1.5.24

Os Homens “deuses” no Catecismo

No ponto 460 do Catecismo da Igreja Católica existe uma questão no mínimo intrigante, advinda de Santo Atanásio, qual seja, “Porque o Filho de Deus fez-Se homem, para nos fazer deuses”, motivo pelo qual, antes de saber o significado disto, deve-se entender o contexto da afirmação.
Corrado Giaquinto. Santos na Glória.
1. Atanásio de Alexandria (296-373), Santo e Doutor da Igreja Católica, naquele tempo combatia as heresias de Ário (250-336), que diz que Nosso Senhor foi apenas um homem criado, jamais encarnado, e que a sua divindade foi desenvolvida por si ou foi adicionada pelo próprio Deus para acrescentar à sua humanidade — e o erro é tornar Jesus Cristo, enquanto criação, subordinado ao Pai e ausente da Santíssima Trindade, incluindo os problemas marianos decorrentes no nestorianismo, que por sua vez sobrevive no protestantismo sob aspectos modernos, identificados pela visão materialista de absolutamente tudo, como denunciado em Nestorianismo Contemporâneo.
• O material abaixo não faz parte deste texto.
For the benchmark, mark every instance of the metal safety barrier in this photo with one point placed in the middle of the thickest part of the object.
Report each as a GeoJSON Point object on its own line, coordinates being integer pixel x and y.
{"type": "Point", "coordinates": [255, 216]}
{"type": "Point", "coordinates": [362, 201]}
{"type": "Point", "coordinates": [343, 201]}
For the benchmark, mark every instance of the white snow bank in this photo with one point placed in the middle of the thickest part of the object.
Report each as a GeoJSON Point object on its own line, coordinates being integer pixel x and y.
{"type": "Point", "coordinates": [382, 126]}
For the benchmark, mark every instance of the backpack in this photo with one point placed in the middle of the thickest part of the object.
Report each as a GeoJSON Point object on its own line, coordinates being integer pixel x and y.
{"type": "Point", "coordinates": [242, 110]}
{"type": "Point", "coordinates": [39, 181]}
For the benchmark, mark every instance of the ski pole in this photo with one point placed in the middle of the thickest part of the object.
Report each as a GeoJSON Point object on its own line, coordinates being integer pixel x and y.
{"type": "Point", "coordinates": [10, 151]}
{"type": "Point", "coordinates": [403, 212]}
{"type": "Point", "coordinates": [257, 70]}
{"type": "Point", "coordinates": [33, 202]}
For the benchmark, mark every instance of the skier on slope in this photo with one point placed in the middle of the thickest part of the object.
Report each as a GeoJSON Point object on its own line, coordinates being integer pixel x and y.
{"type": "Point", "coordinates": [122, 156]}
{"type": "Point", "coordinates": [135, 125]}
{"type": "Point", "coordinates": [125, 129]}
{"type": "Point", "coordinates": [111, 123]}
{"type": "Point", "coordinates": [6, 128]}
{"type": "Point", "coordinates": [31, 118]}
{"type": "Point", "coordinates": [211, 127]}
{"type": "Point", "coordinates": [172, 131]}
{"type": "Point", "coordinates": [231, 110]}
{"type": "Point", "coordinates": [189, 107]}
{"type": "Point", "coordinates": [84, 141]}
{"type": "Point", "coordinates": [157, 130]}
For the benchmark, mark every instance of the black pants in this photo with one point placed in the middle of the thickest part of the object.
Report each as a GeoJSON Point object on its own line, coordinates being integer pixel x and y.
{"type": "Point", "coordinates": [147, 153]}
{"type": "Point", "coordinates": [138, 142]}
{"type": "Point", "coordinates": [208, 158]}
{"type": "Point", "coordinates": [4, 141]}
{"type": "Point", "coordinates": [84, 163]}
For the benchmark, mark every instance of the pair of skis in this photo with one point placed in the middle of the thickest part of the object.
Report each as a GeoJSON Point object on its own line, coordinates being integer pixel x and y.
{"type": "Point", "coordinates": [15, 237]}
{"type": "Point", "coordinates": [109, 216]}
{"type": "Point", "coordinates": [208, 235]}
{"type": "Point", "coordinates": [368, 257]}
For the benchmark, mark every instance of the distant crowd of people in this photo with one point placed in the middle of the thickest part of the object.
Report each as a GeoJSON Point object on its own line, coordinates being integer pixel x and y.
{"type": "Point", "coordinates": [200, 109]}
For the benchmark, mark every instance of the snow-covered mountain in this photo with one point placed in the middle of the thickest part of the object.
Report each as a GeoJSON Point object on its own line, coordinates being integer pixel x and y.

2. Então, neste contexto, lembrando que daí ocorreram os concílios de Nicéia I e Constantinopla I e a formulação do Credo Niceno-Constantinopolitano, observa-se no ponto 54 do texto sobre “A Encarnação do Verbo” de Santo Atanásio (presente no vol. 18 da Patrística) a afirmação: “Ele se fez homem para que fôssemos deificados”.

3. Santo Atanásio, sobre isso, não diz à toa, visto que expõe a chave de compreensão na sequência do texto: “tornou-se corporalmente visível, a fim de adquirirmos uma noção do Pai invisível. Suportou ultrajes da parte dos homens, para que participemos da imortalidade” — e aqui está o cerne da coisa, qual seja, participação, pois fora reforçado o entendimento no Catecismo da Igreja Católica, naquele mesmo ponto 460, através de São Tomás de Aquino ao explicar: “O Filho Unigênito de Deus, querendo que fôssemos participantes da sua divindade, assumiu a nossa natureza para que, feito homem, fizesse os homens deuses”.

4. Na Suma Teológica, São Tomás de Aquino, explicando as ordens angélicas, realiza um adendo que responde a interpretação dos homens “deuses” do ponto 460 no Catecismo da Igreja Católica: “Por participação, enfim, quando a atribuição não está no atribuído plenária, mas deficientemente; assim, os homens santos chamam-se deuses, participativamente.” (Ia Pars, Q. 108, Art. 5). Condição à deificação das pessoas, observada por Santo Atanásio cerca de 800 anos antes, repercutida em outra parte do trabalho do Doutor Angélico, neste ponto lembrada como reforço à compreensão, como é visto na resposta: “Deus é por essência a beatitude; pois é feliz, não pela obtenção ou participação de qualquer outra coisa, mas pela sua essência. Ao passo que os homens são felizes, como no mesmo passo diz Boécio, por participação, assim como são assim chamados deuses, por participação. Ora, a participação mesma da beatitude, pela qual dizemos que o homem é feliz, é algo criado.” (Ia IIae, Q. 3, Art. 1).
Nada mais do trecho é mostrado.